Criteo started by using Hadoop for internal analytics, but soon found that its users were unhappy with query performance, and that direct reporting on top of Hadoop was unrealistic.
Adding Vertica on top of the existing Hadoop framework helped Criteo generate real intelligence and profit from Big Data. By selecting Vertica, Criteo gains deep insights across tremendous data loads, enabling it to optimize the performance of its display ads delivered in real-time for each individual consumer across mobile, apps, and desktop.
The company has experienced double-digit growth since its inception, and Vertica allows it to keep up with the ever-growing volume of data. Criteo uses Vertica to distribute and order data to fine tune for specific query scenarios. Its Vertica cluster is 75 TB on 50 CPU heavy nodes and growing.
The most effective CoE has a mix of people and technical skills. It’s an operational client-facing role so the right person will enjoy providing value by quickly analyzing why something is or isn’t working. Look for engineers interested in seeing things work in action, and making users happy. Another good candidate is an analyst who shows more technical acumen along with people skills. Regardless of who you choose, members of the CoE have to be really good at what they do and how they interact with internal clients, because they have really broad authority.

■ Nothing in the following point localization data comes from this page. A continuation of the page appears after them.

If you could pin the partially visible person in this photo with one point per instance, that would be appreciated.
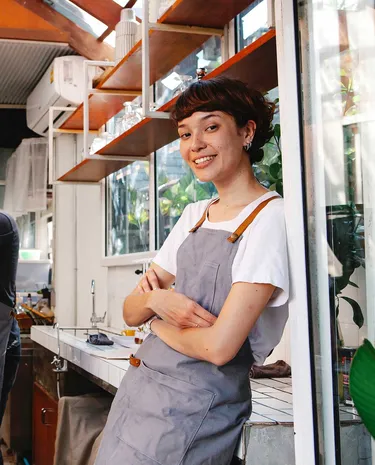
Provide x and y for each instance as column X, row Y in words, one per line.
column 10, row 341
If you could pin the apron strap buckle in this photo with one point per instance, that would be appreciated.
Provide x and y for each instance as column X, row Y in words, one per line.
column 134, row 362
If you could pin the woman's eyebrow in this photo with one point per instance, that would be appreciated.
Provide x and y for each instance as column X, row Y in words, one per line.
column 211, row 115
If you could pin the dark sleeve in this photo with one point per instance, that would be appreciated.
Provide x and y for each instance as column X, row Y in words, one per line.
column 9, row 248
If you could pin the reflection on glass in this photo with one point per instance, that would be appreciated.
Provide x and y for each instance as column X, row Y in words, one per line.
column 128, row 210
column 26, row 230
column 252, row 23
column 337, row 46
column 176, row 188
column 269, row 170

Even if you don’t call it a CoE, having a central team dedicated to making sure all activities around Big Data analytics follow best practices will help keep business on the right Big Data path. A mix of professionals who understand how databases work along with those who understand how people use data in their business will create a high-functioning team. The goal of that team is to respond quickly to business needs within the technical constraints of the architecture and to act deliberately and accordingly to create a tighter feedback loop on how the analytics stack performs.
Goals of a Big Data CoE:
- Defining a common set of best practices and work standards around Big Data
- Assessing (or helping others to assess) whether they are utilizing Big Data and analytics to best advantage
- Providing guidance and support to assist engineers, programmers, end users, data scientists, and other stakeholders to implement these best practices
Without question, the most important thing is to simplify, simplify, simplify. Sole-sourcing data for Vertica from Hadoop, for example, provides a defined backup process. It also allows for easy replication to multiple clusters. Vertica facilitates a simplified backup process and leaves little room for error.
Becoming mature with Big Data is not simply about using diverse data and building models that are operationalized in your organization. Big Data maturity is also about building a culture that supports analytics and is able to execute on it. It involves new organizational models, new leadership roles, and ensuring new development and deployment models.